Visiting the lighthouse at Key Biscayne was an amazing experience. It helped me realize how fortunate I am to be in the Miami in Miami class. It is not only because of the view that I got to appreciate from the lighthouse’s top floor but because of the opportunity to connect with our history that I say this.

              The lighthouse in Key Biscayne is a place full of history. It was here that American Indians launched an organized attack against the English settlers and were able to successfully burn down the lighthouse. In my opinion, it is the best opportunity that I’ve had to connect with real American history because of its connection to the native American removal act (Indian Removal Act). It was really fascinating and disturbing to hear about the story about native Americans attacking the lighthouse. I believe it is the first time I feel that I can directly connect with history because I’m at the place where it all happened, and it hasn’t been changed. The Indian removal act was taught to me in school, but I never knew that Miami had a role in it, let alone refugees leaving from Key Biscayne. It’s a shame that we’re not taught about these topics that are so pertinent to our history and our city in school.

              I hope that American schools actually teach the students about the history of their own city so that people from Miami actually know the importance of the Key Biscayne lighthouse without having to take a college class.

Coconut Grove as Text

Photos by Oscar Roa CC by 4.0

Bahamians in the Grove

By Oscar Roa of FIU at Coconut Grove, March 30, 2022.

The city of Coconut Grove holds a special place in the history of the city of Miami because it shows how there was a symbiotic relationship between the Bahamians and the northern settlers in the late 1800s and early 1900s.

              Ebenezer Woodbury Franklin Stirrup was one of the biggest influences on Bahamian settlements in the Coconut Grove area. He was responsible for the construction of over 100 houses for African Americans, to whom he would offer the opportunity to rent the house with an option of purchase. (Stirrup House, Coconut Grove civic club). This also influenced the architectural style of Coconut Grove. One of the most common types of houses in the Grove is called the “shotgun house” which was brought from the Bahamas.
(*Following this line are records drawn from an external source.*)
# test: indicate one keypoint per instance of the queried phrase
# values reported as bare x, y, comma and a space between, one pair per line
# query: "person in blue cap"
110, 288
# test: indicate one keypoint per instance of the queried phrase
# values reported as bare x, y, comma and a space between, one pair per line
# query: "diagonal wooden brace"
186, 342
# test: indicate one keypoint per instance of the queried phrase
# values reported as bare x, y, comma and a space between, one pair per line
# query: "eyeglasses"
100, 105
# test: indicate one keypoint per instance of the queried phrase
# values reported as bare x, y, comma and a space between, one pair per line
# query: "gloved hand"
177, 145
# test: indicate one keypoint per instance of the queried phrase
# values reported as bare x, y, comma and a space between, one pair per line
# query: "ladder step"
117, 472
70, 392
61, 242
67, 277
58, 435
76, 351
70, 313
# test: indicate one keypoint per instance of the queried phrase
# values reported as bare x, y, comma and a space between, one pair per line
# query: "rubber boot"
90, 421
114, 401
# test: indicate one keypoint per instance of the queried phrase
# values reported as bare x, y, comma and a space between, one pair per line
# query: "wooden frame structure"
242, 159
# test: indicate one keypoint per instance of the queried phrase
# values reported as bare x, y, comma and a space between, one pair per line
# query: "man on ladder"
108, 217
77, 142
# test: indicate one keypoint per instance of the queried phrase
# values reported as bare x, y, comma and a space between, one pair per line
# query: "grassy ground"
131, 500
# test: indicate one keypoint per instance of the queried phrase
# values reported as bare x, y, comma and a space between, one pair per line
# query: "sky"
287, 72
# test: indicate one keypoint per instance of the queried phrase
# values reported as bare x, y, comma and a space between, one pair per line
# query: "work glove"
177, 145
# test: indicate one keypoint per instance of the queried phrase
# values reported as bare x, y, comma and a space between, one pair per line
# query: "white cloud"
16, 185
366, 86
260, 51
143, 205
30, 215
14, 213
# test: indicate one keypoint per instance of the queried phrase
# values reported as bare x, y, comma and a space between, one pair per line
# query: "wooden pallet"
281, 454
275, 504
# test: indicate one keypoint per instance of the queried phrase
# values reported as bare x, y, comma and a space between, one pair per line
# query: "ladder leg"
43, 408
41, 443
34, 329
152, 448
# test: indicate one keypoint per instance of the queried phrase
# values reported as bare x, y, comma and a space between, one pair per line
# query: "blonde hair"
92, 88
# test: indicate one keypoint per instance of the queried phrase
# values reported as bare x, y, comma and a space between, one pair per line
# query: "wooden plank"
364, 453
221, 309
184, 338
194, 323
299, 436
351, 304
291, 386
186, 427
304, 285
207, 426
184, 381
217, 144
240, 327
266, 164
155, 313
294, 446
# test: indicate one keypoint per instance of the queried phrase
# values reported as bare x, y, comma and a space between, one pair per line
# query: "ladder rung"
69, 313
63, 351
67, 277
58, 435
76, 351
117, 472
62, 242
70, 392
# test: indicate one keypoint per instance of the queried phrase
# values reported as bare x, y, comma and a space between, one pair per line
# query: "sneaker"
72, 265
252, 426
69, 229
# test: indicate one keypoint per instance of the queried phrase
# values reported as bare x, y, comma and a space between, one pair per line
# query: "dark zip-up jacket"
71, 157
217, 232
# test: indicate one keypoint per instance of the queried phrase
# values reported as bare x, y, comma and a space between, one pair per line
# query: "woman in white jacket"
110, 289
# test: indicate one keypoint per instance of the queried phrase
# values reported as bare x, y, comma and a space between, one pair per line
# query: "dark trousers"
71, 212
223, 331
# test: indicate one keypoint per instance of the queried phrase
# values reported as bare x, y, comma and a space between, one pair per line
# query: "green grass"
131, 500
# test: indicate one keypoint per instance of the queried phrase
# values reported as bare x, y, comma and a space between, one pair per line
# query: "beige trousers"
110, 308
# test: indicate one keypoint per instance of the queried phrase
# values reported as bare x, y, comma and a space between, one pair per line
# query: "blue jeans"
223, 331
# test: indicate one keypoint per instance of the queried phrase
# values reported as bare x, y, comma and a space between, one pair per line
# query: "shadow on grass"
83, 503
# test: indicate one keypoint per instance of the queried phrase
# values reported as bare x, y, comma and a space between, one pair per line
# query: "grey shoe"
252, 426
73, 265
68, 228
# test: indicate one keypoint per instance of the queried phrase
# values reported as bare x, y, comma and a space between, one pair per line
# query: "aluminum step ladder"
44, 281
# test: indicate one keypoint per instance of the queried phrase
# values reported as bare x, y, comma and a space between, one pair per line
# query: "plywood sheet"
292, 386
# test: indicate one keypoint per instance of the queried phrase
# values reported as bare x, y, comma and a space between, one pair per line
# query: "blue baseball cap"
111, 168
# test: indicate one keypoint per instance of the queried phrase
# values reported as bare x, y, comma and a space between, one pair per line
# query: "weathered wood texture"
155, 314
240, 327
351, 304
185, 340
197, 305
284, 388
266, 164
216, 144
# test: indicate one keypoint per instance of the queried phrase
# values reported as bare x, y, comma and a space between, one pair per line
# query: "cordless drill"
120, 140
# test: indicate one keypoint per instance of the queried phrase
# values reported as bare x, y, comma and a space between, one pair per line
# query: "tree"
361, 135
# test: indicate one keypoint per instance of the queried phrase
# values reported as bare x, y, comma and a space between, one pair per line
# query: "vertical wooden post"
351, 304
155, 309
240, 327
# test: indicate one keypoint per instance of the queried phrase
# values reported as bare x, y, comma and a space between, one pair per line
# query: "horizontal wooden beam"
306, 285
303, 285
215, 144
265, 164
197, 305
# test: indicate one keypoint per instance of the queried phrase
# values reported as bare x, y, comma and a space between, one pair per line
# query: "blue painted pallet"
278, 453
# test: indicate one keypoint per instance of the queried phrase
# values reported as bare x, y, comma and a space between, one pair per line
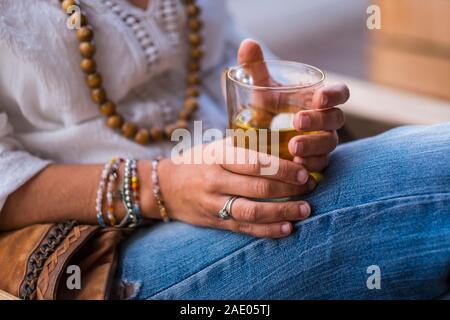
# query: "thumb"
249, 53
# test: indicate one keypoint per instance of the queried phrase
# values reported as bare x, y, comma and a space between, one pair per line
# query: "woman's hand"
310, 150
194, 193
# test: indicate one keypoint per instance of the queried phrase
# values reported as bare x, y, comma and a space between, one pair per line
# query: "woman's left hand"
310, 150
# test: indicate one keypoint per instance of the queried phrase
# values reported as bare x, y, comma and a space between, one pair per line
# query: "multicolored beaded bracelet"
113, 175
130, 195
157, 191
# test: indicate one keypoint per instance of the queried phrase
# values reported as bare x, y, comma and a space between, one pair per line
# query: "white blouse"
46, 114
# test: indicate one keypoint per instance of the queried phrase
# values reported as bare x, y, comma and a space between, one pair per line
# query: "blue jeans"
385, 202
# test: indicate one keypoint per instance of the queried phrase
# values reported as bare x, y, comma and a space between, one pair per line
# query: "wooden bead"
108, 108
87, 49
181, 124
156, 133
196, 53
98, 95
190, 104
66, 4
192, 92
78, 17
88, 66
193, 66
193, 10
114, 121
169, 129
93, 80
195, 39
185, 114
194, 24
193, 79
142, 136
128, 129
85, 34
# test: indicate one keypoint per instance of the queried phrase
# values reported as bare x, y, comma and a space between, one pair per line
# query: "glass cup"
265, 96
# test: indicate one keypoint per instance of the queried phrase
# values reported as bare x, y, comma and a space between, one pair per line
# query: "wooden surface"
412, 49
388, 106
422, 22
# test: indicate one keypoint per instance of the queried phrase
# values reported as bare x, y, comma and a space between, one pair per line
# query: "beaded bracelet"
100, 190
157, 190
130, 195
113, 175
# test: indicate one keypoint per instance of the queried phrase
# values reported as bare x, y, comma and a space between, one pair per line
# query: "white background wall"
330, 34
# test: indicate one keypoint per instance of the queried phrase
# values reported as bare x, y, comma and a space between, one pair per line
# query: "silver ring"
225, 212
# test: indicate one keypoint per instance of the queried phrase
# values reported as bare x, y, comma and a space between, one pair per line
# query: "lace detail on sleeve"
152, 54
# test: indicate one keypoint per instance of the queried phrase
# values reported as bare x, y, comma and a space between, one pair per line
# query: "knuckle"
284, 170
262, 188
211, 183
268, 232
244, 228
340, 117
285, 211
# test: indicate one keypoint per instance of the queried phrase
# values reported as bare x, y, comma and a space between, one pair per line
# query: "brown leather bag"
34, 260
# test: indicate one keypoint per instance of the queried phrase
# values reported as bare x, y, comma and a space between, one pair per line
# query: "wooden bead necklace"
93, 78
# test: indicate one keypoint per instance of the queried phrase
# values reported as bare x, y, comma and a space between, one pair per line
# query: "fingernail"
298, 148
304, 210
302, 176
324, 100
305, 121
286, 228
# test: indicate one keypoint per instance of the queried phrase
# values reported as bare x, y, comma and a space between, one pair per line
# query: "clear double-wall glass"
265, 96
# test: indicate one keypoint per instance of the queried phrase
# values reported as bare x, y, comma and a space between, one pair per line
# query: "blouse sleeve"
17, 166
233, 35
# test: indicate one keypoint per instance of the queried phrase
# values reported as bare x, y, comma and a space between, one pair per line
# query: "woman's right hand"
194, 193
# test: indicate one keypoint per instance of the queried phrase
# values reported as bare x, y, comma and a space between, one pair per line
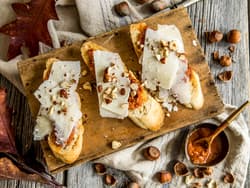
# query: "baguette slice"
70, 151
149, 114
138, 32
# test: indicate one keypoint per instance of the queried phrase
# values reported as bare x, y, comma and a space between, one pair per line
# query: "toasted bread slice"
149, 114
137, 34
71, 151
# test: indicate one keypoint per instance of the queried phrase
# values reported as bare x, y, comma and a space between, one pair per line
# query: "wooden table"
206, 15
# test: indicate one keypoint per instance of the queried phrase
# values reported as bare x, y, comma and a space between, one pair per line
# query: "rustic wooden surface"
205, 15
100, 132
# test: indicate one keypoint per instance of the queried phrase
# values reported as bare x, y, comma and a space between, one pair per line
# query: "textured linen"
80, 19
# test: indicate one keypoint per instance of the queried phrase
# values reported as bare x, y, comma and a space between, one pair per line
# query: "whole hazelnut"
216, 55
158, 5
228, 178
164, 176
180, 169
225, 60
233, 36
110, 180
142, 1
151, 153
122, 8
215, 36
225, 76
100, 168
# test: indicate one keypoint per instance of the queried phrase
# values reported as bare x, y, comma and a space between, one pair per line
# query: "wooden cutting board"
100, 132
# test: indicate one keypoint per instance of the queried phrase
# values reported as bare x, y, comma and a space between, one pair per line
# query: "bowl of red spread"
202, 156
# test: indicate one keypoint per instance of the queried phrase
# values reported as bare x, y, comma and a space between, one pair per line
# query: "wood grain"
205, 15
100, 132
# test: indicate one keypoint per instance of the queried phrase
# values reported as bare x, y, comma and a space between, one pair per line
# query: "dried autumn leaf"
30, 26
8, 170
13, 165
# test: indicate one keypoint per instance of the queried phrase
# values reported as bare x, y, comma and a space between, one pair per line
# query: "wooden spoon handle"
227, 122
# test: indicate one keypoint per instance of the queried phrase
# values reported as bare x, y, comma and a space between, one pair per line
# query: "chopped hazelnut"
225, 76
158, 5
122, 91
172, 45
116, 144
108, 91
122, 8
99, 88
87, 86
151, 153
63, 93
234, 36
198, 173
196, 185
110, 180
212, 184
189, 179
164, 176
216, 56
225, 60
215, 36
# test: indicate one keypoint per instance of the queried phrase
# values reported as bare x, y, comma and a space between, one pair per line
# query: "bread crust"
151, 119
197, 99
71, 151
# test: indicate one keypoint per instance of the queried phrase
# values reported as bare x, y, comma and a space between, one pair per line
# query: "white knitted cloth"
80, 19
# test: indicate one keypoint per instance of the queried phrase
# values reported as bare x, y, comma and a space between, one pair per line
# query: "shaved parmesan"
155, 72
168, 72
60, 105
117, 105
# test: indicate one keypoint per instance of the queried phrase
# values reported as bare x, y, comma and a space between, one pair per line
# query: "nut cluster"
151, 153
233, 36
122, 8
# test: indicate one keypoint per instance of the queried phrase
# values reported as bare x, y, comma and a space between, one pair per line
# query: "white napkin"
80, 19
171, 146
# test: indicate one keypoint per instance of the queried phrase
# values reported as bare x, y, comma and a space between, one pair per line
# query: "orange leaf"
30, 26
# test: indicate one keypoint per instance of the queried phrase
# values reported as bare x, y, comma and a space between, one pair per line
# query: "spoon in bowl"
206, 142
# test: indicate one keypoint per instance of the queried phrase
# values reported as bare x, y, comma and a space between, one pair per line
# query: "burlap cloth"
80, 19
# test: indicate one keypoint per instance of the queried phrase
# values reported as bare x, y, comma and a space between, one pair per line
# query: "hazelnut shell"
122, 9
225, 60
228, 178
234, 36
151, 153
110, 180
180, 169
164, 176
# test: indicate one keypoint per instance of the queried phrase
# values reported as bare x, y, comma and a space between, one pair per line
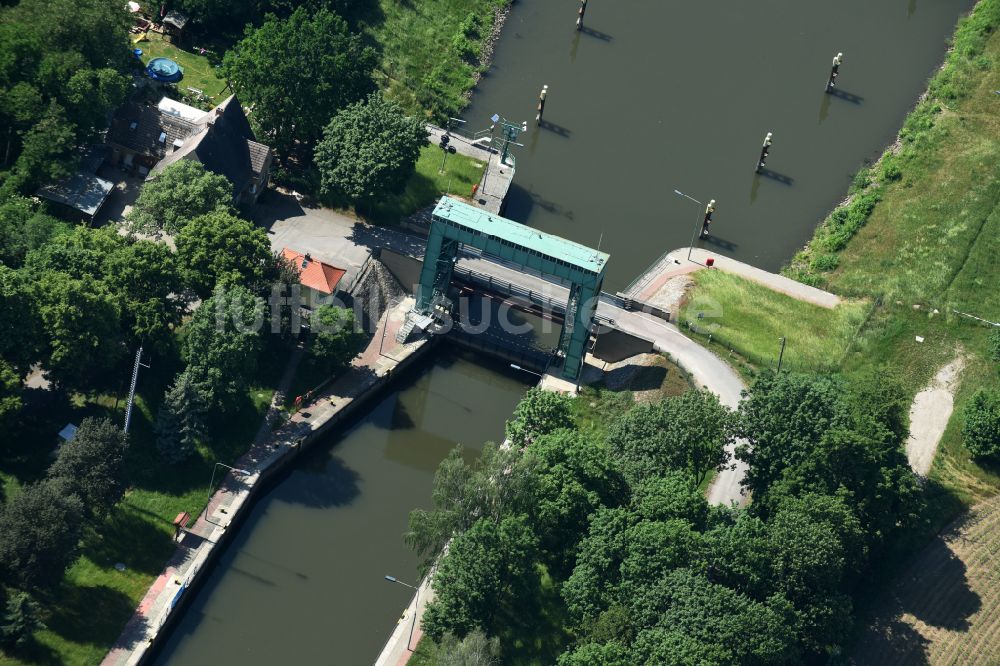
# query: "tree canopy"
369, 150
220, 248
182, 192
59, 81
222, 342
296, 73
92, 463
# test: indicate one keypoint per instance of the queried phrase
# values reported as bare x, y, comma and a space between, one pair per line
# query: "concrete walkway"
271, 449
676, 263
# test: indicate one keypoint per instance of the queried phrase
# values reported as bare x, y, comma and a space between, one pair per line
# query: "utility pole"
541, 103
834, 71
764, 152
131, 390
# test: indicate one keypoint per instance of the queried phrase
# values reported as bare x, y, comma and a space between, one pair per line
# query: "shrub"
994, 345
982, 424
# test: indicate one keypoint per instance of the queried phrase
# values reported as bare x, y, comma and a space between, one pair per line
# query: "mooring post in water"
834, 71
765, 149
709, 209
541, 103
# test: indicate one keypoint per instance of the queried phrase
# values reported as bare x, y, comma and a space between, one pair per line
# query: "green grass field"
748, 319
199, 70
427, 184
430, 51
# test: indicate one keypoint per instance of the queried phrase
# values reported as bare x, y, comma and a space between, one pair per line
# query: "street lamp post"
416, 607
697, 225
212, 482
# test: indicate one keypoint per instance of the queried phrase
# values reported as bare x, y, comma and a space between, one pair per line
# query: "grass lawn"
750, 319
430, 51
427, 184
199, 70
87, 613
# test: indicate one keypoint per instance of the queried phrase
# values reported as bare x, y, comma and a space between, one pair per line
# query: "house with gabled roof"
149, 139
319, 279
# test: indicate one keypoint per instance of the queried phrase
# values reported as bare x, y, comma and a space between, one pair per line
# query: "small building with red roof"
319, 280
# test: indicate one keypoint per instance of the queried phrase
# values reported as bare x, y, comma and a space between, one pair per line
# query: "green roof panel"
478, 220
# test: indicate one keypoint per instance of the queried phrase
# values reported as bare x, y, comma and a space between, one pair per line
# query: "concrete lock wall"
403, 267
614, 346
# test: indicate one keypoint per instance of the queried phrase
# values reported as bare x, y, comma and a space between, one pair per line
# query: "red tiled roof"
314, 273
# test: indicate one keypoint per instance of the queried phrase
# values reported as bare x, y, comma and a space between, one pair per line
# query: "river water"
302, 581
652, 96
660, 95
This design allows air to flow through the construction for better ventilation.

              Visiting Coconut Grove as a student who knows how crucial Bahamians were for the development of the city of Miami is comforting. It is nice to see that many of these early houses are well taken care of. It is even more comforting to know that some Bahamians had a decent lifestyle for their time. Not everyone who helped build this great city lived in extreme poverty. It also feels good to learn that important historical figures are buried at a cemetery that I can visit in my city. The Charlotte Jane Memorial Park Cemetery has some of the most important Bahamians in the history of Coconut Grove buried in it. One can simply come to pay respects to the people who made Miami as we know it today possible.